Chaque page du Journal d’une année noire se divise graphiquement en trois parties, que séparent des traits horizontaux. D’abord, une suite de textes où un écrivain australien d’origine sud-africaine – comme l’auteur – nous fait part de ses « opinions tranchées » sur la politique australienne, le terrorisme, la pédophilie, la musique, etc. Vient ensuite la voix de sa séduisante secrétaire, qui commente l’homme derrière ces opinions, seul, trop vieux pour aimer et être aimé. Ses propos n’apparaîtront qu’après une quarantaine de pages.

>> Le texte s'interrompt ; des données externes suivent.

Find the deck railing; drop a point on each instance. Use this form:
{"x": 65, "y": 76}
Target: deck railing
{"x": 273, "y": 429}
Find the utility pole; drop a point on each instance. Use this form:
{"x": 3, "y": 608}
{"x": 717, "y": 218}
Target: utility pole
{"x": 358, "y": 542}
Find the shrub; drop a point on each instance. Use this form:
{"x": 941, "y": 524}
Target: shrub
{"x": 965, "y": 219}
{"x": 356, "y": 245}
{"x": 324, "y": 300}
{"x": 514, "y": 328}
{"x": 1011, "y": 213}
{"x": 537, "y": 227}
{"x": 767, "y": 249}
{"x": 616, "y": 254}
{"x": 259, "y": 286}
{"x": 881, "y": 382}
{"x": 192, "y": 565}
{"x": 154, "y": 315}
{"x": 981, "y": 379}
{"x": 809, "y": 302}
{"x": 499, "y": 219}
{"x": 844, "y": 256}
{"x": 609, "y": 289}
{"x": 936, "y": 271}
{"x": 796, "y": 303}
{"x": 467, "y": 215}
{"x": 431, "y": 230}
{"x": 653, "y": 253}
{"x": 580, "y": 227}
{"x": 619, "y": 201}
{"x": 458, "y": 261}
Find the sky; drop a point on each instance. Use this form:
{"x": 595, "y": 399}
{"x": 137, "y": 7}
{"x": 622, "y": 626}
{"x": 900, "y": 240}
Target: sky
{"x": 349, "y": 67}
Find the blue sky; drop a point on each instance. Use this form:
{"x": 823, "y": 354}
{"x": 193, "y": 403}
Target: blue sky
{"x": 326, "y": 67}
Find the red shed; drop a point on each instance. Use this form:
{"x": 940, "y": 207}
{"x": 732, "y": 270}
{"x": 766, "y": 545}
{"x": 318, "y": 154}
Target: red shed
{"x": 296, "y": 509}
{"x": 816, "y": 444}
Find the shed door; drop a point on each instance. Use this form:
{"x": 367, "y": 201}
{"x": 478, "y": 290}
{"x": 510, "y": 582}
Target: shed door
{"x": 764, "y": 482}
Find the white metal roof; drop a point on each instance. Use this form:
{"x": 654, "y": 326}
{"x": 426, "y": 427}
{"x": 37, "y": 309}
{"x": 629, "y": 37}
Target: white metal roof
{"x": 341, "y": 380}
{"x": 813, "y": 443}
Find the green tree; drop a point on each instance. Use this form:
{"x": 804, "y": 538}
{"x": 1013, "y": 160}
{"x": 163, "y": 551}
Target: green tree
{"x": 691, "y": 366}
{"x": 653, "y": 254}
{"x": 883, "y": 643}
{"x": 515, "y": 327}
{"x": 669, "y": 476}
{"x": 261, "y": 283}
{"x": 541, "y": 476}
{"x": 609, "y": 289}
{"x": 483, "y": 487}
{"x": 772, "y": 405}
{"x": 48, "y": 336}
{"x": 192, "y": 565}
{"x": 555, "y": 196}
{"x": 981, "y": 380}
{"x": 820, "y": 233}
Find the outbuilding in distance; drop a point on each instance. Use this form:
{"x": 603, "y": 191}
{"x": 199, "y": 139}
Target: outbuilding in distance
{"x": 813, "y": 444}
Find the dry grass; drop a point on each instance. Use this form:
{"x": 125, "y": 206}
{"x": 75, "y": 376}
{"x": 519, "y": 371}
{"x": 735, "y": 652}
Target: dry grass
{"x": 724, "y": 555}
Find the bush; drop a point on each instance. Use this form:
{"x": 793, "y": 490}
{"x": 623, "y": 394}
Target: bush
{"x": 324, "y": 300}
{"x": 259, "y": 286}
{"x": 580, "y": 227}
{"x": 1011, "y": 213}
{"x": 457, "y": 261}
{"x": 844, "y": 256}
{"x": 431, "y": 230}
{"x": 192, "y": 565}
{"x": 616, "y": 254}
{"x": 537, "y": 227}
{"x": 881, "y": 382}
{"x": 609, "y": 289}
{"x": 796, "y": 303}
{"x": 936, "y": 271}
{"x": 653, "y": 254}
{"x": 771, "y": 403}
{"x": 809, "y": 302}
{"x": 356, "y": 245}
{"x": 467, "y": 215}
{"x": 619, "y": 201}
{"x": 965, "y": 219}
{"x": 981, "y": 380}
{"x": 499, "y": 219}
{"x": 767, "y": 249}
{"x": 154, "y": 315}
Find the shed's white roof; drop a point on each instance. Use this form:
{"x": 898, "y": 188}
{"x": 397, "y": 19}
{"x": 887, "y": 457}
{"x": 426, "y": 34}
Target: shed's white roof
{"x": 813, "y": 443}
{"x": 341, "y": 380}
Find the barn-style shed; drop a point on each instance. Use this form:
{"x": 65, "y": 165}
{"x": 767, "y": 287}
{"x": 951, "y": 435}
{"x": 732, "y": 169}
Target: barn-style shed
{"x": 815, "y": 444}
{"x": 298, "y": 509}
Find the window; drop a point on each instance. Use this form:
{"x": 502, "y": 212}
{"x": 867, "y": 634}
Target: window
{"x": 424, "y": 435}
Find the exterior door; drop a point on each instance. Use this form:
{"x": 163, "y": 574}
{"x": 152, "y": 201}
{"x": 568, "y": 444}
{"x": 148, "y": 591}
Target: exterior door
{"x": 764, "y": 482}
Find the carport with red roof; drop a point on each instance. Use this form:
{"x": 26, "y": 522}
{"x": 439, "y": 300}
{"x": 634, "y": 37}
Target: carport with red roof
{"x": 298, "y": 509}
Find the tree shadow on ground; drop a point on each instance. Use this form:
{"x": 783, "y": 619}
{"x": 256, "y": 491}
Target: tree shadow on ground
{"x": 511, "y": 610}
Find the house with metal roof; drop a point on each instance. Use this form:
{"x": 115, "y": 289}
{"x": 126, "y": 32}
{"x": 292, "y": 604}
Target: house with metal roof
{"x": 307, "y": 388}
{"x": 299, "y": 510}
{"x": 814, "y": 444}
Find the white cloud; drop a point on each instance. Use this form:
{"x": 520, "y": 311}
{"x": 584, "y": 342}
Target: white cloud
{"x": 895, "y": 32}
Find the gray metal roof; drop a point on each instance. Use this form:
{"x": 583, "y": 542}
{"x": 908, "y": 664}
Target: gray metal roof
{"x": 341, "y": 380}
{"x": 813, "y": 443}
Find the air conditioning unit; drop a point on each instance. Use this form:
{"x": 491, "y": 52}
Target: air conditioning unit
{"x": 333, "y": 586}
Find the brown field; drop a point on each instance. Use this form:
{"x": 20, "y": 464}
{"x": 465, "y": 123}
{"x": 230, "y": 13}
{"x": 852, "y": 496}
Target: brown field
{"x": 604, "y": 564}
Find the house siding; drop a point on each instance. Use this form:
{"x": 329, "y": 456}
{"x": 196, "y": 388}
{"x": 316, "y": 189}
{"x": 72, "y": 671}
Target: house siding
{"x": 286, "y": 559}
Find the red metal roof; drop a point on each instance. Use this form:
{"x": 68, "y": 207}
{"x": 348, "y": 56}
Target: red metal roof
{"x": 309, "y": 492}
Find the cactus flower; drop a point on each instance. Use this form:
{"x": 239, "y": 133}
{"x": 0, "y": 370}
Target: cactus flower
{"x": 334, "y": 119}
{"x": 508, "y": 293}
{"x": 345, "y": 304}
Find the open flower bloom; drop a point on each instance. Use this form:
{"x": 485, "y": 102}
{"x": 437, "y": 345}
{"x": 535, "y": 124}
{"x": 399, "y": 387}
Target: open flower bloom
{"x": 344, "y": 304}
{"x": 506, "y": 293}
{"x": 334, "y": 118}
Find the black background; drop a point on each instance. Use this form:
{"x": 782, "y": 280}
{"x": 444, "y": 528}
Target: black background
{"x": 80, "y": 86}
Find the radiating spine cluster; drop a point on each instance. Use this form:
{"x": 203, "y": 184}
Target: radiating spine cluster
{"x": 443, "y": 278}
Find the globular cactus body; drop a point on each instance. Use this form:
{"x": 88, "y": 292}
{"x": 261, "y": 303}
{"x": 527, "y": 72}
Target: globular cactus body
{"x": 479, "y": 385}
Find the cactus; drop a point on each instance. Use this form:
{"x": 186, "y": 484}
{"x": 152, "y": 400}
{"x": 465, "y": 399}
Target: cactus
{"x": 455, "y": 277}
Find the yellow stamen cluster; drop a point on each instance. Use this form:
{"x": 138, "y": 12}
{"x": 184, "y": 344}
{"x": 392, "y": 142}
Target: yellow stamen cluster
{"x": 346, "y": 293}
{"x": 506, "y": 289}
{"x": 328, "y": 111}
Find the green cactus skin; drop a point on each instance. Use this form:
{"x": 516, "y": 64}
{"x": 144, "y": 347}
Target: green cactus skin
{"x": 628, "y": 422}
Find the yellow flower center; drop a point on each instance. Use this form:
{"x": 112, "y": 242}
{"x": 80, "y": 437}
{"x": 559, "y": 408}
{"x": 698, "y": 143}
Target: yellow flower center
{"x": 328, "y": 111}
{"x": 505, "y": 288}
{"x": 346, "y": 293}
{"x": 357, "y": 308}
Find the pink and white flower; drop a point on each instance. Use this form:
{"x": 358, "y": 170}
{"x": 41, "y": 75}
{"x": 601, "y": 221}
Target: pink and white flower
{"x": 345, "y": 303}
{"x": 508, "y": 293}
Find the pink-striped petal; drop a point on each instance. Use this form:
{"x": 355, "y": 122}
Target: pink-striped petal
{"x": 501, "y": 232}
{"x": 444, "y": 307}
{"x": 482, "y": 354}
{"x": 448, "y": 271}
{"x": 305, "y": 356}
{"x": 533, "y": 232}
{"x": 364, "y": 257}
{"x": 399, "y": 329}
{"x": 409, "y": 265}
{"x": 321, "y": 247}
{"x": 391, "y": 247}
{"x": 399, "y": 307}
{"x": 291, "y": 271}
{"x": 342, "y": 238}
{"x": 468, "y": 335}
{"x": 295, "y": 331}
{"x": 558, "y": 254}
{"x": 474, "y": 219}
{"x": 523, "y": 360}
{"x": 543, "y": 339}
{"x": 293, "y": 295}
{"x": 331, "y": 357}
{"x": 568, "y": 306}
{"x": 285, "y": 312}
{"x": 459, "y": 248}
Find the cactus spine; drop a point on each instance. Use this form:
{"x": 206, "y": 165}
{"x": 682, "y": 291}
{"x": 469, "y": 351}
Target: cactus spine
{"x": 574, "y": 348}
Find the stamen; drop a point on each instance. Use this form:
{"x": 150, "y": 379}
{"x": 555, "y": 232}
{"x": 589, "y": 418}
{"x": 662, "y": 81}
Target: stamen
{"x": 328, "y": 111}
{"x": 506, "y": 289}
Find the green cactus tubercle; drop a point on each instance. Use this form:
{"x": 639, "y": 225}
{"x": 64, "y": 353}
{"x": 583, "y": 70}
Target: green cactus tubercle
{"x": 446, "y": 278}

Dès le départ, d’abord à la suite des « opinions tranchées », puis figurant au bas de la page, un large bandeau nous introduit aux pensées de l’homme, happé par la beauté de cette femme qu’il convaincra de travailler pour lui. Dans un deuxième temps, aux deux tiers du roman, comme une œuvre en mineure, un « Second journal » au ton beaucoup plus personnel, influencé par la présence de la femme, précédera les deux bandeaux. Si le début nous apparaissait comme un jeu habile, sans plus, les réseaux souterrains qui relient les voix les unes aux autres viennent rapidement complexifier cet exercice pour faire entendre une musique en contrepoint. Et l’air est profondément triste.
Une œuvre qui, avec tout ce que cela a de contradictoire, érige l’honnêteté comme valeur absolue. Cette façon détournée, ou pudique, de dire la « vérité » sur la vieillesse a quelque chose d’émouvant.